Évacuons d’emblée poncifs et lieux communs pour mieux se vautrer dedans : Jad Fair et son frangin…blablabla…Half Japanese…blablabla…40 ans d’existence…blablabla….14 albums, quelques sommets…blablabla…pas de nouvelles depuis 2001…blablabla…nouvel album tout juste sorti chez Joyful Noise Records ce mois-ci. Point. Et alors ? Rarement album n’aura aussi bien porté son nom. Overjoyed. Figure de la scène alternative US des années 80 Jad Fair revient, amoureux, heureux de repartir avec son groupe et tient à le faire savoir. Chez n’importe qui, chanter l’amour, le bonheur, c’est chiantissime. L’étalage de bons sentiments, de guimauve, de chantilly donne vite la nausée. Curieusement, chez Jad Fair, ça ne change rien car en treize ans, l’homme n’a pas changé. Il reste toujours aussi fou, même si cette folie semble être devenue plus douce avec le temps, il chante toujours aussi faux, essaie toujours de torcher ses pop songs en mode punk, en moins de trois minutes chrono et en partant dans tous les sens.
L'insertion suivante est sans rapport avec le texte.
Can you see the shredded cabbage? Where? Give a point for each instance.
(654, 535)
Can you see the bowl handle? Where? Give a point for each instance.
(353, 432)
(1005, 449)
Sauf qu’Overjoyed est probablement ce qu’a fait de plus accessible Half Japanese. Et ce grâce au travail John Dieterich, membre de Deerhoof, qui parvient à capter l’essence de Jad Fair, sans la dénaturer, arrondissant les angles pour rendre le groupe présentable. Bon, ok, il y a des choses immuables qui ne changeront jamais : le timbre si particulier de Jad Fair, croisement entre Dylan et Daniel Johnston, l’abandon définitif d’un accordeur de guitare, ou du concept harmonies délicates dans une pop song (quoique…) mais Overjoyed regorge de pop songs débraillées ( l’étonnant « Brave Enough », de punk rock acnéico-mélodique, d’expérimentation punk façon B52 monosyllabiques avec crachats dans le micro inclus « Do it nation ») et même de ballades (les superbes « Time is Now » qui n’aurait pas renié un Lou Barlow, le mélancolique et délicat « Tiger Eyes »). Bref, c’est un peu l’album de slacker qu’on attend d’un Stephen Malkmus depuis la séparation de Pavement, ou alors de Beck depuis O-delay.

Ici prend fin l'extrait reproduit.